Une partie du succès de ces cars longue distance, libéralisés en septembre 2015 par Emmanuel Macron, alors ministre de l’économie, tient au fait qu’ils ont facilité le voyage de personnes qui voyageaient peu ou pas auparavant. « Ces néo-voyageurs représentent 20 % de nos clients, explique Roland de Barbentane, directeur général de Ouibus qui a récemment publié un portrait-robot de ses clients, réalisé en partenariat avec Google Data.

« Deux clients sur trois sont des clientes »

Retour dans la « salle d’attente » de la gare routière de Bercy. Rose, la quarantaine, vient de Nancy seule et attend son car pour le Nord de l’Allemagne où elle va retrouver de la famille. Ce qui l’a motivée ? Les petits prix, y compris à la dernière minute. « Pour prendre le train à un tarif raisonnable aujourd’hui, il faut s’y prendre trois mois à l’avance. Le car, c’est une garantie de ne pas payer trop cher, et je voyage tranquillement et confortablement », explique-t-elle.

Même constat pour Françoise, sexagénaire bruxelloise, qui a décidé à la dernière minute de s’offrir quelques jours à Paris. « En Thalys, j’aurais payé 170 euros l’aller-retour, là c’est 50 euros, 120 de plus à dépenser dans la capitale ! » La voyageuse belge n’a toutefois, contrairement à Rose, pas été convaincue par la prestation. Peu de place pour les pieds et des toilettes qui « sentent mauvais », confie-t-elle.
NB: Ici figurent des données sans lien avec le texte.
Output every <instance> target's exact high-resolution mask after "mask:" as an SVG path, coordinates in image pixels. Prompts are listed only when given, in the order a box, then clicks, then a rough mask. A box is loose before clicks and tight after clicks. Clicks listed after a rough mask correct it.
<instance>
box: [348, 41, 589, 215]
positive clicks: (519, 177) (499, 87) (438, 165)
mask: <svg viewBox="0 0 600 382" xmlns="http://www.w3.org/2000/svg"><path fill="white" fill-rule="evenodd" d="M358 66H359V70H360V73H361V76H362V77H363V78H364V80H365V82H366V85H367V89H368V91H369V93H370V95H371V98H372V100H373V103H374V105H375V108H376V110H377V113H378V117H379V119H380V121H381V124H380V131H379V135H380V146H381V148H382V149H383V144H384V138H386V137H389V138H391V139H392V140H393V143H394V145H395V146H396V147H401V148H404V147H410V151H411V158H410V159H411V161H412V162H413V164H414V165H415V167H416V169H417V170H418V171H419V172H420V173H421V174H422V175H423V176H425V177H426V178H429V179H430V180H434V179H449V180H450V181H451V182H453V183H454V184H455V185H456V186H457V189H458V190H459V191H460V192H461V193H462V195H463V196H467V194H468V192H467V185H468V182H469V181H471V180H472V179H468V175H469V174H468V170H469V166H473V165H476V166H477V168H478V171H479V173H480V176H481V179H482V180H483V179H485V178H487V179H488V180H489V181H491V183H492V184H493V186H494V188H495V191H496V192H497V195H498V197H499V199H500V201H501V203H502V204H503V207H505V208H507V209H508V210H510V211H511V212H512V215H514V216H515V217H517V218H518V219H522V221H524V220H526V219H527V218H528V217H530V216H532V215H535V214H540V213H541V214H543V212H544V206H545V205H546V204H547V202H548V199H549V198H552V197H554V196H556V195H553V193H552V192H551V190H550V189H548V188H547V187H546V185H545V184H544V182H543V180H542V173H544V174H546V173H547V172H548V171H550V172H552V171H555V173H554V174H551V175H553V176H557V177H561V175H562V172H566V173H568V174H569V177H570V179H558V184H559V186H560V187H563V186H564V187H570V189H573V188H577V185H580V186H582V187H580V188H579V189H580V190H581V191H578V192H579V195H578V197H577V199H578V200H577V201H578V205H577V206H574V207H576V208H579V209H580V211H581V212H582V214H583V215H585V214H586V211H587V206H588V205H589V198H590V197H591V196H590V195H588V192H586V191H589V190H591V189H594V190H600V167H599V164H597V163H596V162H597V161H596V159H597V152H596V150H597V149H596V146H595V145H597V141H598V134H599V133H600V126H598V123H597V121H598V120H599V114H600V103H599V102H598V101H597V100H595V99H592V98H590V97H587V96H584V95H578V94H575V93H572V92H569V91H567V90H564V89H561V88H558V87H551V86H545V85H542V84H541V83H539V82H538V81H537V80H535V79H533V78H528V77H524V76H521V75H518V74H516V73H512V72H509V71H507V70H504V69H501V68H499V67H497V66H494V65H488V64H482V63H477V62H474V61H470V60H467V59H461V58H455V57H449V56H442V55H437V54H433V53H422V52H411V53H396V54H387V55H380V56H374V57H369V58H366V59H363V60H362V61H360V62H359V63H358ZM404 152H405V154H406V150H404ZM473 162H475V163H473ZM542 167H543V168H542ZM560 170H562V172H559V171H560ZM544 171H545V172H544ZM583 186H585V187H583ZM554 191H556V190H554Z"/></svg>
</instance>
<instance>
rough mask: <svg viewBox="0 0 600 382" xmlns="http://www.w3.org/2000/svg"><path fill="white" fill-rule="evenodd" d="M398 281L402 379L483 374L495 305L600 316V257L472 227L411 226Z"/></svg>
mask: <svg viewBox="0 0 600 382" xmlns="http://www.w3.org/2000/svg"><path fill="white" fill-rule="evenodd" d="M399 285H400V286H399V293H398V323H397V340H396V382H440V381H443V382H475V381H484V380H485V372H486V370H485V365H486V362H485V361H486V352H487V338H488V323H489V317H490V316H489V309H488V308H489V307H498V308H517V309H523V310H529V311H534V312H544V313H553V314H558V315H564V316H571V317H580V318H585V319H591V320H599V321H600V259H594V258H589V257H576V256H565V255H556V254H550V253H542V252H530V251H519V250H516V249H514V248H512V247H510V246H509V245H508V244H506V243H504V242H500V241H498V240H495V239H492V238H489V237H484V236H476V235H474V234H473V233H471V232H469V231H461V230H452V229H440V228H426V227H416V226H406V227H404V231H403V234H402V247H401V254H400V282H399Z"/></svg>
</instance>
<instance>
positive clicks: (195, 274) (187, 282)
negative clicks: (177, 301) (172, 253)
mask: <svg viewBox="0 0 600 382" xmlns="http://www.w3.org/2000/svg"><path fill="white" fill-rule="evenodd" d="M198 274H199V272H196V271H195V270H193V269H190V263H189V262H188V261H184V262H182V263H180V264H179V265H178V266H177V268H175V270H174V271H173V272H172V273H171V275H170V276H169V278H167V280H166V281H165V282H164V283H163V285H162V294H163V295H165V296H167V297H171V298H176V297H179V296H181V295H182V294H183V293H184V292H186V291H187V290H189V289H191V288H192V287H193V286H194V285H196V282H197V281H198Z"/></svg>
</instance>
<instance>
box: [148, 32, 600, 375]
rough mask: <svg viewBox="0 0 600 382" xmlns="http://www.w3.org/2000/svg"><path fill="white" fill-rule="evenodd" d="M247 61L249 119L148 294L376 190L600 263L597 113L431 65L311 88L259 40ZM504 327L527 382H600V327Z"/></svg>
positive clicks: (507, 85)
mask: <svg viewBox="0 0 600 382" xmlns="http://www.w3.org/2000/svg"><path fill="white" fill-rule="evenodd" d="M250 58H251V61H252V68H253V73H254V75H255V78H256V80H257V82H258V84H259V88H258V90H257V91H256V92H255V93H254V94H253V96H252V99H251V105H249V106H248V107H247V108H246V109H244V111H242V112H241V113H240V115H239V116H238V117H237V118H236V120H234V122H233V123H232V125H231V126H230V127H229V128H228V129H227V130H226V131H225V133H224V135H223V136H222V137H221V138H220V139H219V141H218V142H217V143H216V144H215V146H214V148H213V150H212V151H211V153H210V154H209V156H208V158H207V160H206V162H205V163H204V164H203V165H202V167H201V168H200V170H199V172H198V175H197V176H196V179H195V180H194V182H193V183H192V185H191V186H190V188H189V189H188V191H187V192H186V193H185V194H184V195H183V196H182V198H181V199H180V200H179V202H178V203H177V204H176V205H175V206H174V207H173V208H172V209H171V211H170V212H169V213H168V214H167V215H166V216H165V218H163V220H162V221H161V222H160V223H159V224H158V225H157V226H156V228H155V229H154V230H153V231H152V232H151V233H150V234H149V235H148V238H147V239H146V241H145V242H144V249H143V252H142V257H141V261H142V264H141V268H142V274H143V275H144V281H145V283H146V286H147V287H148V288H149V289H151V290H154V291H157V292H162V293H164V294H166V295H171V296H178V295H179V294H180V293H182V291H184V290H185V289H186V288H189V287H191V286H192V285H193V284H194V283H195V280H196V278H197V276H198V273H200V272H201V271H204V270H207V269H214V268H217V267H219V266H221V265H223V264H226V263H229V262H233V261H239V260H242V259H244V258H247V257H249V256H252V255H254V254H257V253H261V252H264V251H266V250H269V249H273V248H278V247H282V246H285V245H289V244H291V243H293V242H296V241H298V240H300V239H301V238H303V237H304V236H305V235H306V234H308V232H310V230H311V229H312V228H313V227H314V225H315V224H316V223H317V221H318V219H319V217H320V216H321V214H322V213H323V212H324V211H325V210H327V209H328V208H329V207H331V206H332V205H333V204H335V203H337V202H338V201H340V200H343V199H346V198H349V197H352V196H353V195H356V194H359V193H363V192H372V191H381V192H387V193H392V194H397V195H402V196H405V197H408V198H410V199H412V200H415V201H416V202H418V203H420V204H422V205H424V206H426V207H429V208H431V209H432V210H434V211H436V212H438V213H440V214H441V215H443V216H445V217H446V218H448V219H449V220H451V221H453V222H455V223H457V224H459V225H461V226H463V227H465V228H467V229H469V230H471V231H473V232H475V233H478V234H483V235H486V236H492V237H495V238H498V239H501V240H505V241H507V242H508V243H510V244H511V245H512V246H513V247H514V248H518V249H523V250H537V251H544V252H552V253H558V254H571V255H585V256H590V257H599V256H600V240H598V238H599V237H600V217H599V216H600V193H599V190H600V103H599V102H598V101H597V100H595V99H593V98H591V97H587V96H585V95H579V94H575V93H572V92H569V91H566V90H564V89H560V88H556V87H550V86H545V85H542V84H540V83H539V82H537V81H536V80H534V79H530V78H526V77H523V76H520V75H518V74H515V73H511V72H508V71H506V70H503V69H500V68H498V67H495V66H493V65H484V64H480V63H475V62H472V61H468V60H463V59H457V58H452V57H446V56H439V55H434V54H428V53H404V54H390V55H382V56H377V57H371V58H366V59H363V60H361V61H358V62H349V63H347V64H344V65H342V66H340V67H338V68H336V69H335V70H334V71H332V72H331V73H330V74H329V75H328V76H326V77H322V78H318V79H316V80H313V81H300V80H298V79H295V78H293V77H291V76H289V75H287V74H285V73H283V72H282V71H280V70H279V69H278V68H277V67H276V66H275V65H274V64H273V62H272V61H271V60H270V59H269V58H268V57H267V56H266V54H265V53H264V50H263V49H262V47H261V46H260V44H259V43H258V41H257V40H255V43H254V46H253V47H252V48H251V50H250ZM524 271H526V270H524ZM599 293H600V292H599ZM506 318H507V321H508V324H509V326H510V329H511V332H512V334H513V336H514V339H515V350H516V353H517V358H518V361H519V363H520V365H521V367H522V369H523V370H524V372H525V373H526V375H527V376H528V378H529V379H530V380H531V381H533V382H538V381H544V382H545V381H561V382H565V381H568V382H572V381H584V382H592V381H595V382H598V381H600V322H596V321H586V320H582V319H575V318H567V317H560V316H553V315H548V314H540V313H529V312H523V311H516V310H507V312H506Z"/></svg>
En revanche, là où les deux femmes seules tombent d’accord, c’est sur leur méfiance envers le covoiturage. Quel que soit le prix. « Je n’ai aucune envie de faire la conversation », fait l’une. « Je ne serais pas rassurée », ajoute l’autre.

Ce double témoignage vient conforter les statistiques des opérateurs. « Deux clients sur trois sont des clientes, constate Yvan Lefranc-Morin, directeur général de Flixbus. Et si nos passagers sont plus jeunes que la moyenne, nous constatons une hausse de la clientèle famille et senior, trimestre après trimestre. » Et 50 % de ces voyageurs prennent leur billet dans les trois jours avant leur départ, si l’on en croit l’étude de Ouibus.

Ne pas être pressé

Autre nouveauté – pour le moins inattendue – l’émergence d’une clientèle professionnelle, certes encore très marginale. « Ce sont pour l’essentiel des auto-entrepreneurs, auxquels leurs tout petits business ne permettent pas de s’offrir le train ou l’avion, explique M. de Barbentane. Et il y a aussi des cas particuliers, comme cet employé de la RATP qui vit à Quimper et vient travailler à Paris deux fois par semaine en Ouibus. »

A n’en pas douter, le vecteur principal de la préférence des « macronautes » pour l’autocar, c’est le prix. MM. de Barbentane et Lefranc-Morin tombent au moins d’accord sur ce fait : 90 % de leurs usagers ont été attirés par les tarifs modiques pratiqués.

S’il n’est pas nécessaire d’être riche pour voyager en autocar longue distance, il faut en revanche ne pas être pressé. A Paris-Bercy, le Flixbus arrivé de Turin via Grenoble et Lyon a accumulé un gros retard. Son chauffeur explique aux passagers résignés qu’il va devoir prendre sa pause réglementaire et que le car partira pour Bruxelles avec plus de trente minutes de retard.